Nas horas vagas Donato continuava
fazendo teatro e nela conheceu Marcelo.
Poucas pessoas sabiam, mas Donato
era bissexual, sim, curtia meninos e meninas.
Era livre. Transava com homens,
mulheres, todo mundo ao mesmo tempo e conheceu Marcelo no auge da juventude,
com os hormônios a flor da pele. Logo começaram um caso.
A mãe começou a desconfiar do
amigo que Donato sempre levava em casa e um dia perguntou ao filho o que
ocorria. Donato não se fez de rogado e contou a verdade.

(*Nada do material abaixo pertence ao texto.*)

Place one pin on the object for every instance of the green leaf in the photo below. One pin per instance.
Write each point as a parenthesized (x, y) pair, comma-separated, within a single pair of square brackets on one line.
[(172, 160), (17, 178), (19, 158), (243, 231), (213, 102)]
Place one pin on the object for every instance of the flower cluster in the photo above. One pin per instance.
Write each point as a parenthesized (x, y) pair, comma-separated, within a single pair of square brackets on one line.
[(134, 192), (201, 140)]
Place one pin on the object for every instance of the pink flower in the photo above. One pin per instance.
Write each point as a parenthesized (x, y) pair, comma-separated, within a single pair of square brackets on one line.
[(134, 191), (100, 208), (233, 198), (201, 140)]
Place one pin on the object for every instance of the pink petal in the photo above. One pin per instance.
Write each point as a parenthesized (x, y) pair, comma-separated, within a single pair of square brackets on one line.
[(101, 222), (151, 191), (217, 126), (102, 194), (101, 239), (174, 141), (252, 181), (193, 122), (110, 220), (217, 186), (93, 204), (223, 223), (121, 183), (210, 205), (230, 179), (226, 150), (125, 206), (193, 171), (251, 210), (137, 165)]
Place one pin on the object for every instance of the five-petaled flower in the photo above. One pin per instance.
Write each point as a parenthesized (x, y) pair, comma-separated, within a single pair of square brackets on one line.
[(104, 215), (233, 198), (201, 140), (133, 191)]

A mãe se chocou, mas buscou
compreender o filho, só comentou “Não deixe seu pai descobrir, ele
te mata”.
Gustavo Barreto morreu e Marcelo
estava ao lado de Donato na hora do enterro. Rubinho olhou aquilo desconfiado e
perguntou ao irmão no fim o que significava. Donato respondeu apenas “Não se
mete” e Rubinho entendeu.
Uma tarde Marcelo foi visitar
Donato. O rapaz levou o namorado direto para o quarto e lá se atracaram em
beijos e abraços indo para a cama.
Pouco depois Rubens chegou andando
em disparada. Marieta percebeu e perguntou o que ocorria. O homem subiu as
escadas sem dar ouvidos a mulher que foi atrás tendo a certeza do que era.
Rubens foi até a porta do filho e Marieta se meteu entre ele e a mesma dizendo
Não faz isso”. Rubens disse “Sai da frente” e a mulher se recusou.

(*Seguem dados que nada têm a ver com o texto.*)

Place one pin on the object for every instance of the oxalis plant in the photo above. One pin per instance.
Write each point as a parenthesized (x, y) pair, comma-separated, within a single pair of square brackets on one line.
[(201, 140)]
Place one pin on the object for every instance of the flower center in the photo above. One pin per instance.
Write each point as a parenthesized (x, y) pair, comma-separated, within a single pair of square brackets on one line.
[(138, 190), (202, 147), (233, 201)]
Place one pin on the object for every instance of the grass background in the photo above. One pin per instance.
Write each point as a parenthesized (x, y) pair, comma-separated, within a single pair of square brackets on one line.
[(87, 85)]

Rubens ordenou e um segurança
tirou a mulher que gritava. Mandou que outro arrombasse a porta e ele o fez.
Rubens pegou o filho com o namorado na cama.
Ordenou e os seguranças pegaram
Marcelo saindo com ele do quarto. Donato perguntou o que fariam com o rapaz e
Rubens respondeu “Se preocupe com o que vou fazer com você”. Rubens tirou o
cinto da calça e deu uma surra no filho.
Donato era fraco de personalidade.
Mesmo nunca mais tendo visto Marcelo, nem sabendo o que ocorreu com ele não se
virou contra o pai, muito pelo contrário, acatou todas as suas exigências se
formando em administração e trabalhando com o pai.
Rubinho era o contrário de Donato.
Rubinho lembrava mais Fernando
Avelar, o antigo sócio do avô. Bom vivant, playboy, curtia tudo o que a vida e
o dinheiro podiam dar. Gostava de viajar, beber, carros, de mulheres. Seu
passatempo preferido era torrar o dinheiro da família.
Ao contrário de Donato planejava
assumir a construtora, era sua grande ambição, mas tudo em seu tempo. Primeiro
queria curtir a vida e isso fazia ter grandes discussões com o pai, ao
contrário de Donato que acatava suas ordens.
Andava com uma turma de playboys
que se achavam acima do bem e do mal e curtiam fazer arruaças. Arrumavam brigas
em boates, quebravam tudo e não foram poucas as vezes que o pai teve que he
tirar da cadeia.
Rubens esbravejava e dizia “Você
nunca será alguém na vida”. Rubinho devolvia “Muito pelo contrário, eu que sou
seu legítimo herdeiro”.
Rubinho sabia que Donato era o
preferido do pai, mas pensava “Algum pobre o Donato tem e eu vou descobrir”.
Um dia Rubinho foi para uma boate,
provocou as mesmas confusões de sempre, mas não foi preso. Ele e sua turma
conheceram umas garotas e levaram para um flat que ele mantinha.
Lá fizeram uma grande orgia. No
fim quando as garotas iam embora uma virou-se pra ele e perguntou “Você não é
irmão do Donato?”. Rubinho respondeu “Sim, daquele viadinho”. A menina riu e comentou “Viadinho mesmo, namora
um amigo meu”. Rubinho que não chamara o irmão de “viadinho” naquela intenção
sorriu e pediu “Me explique isso garota”.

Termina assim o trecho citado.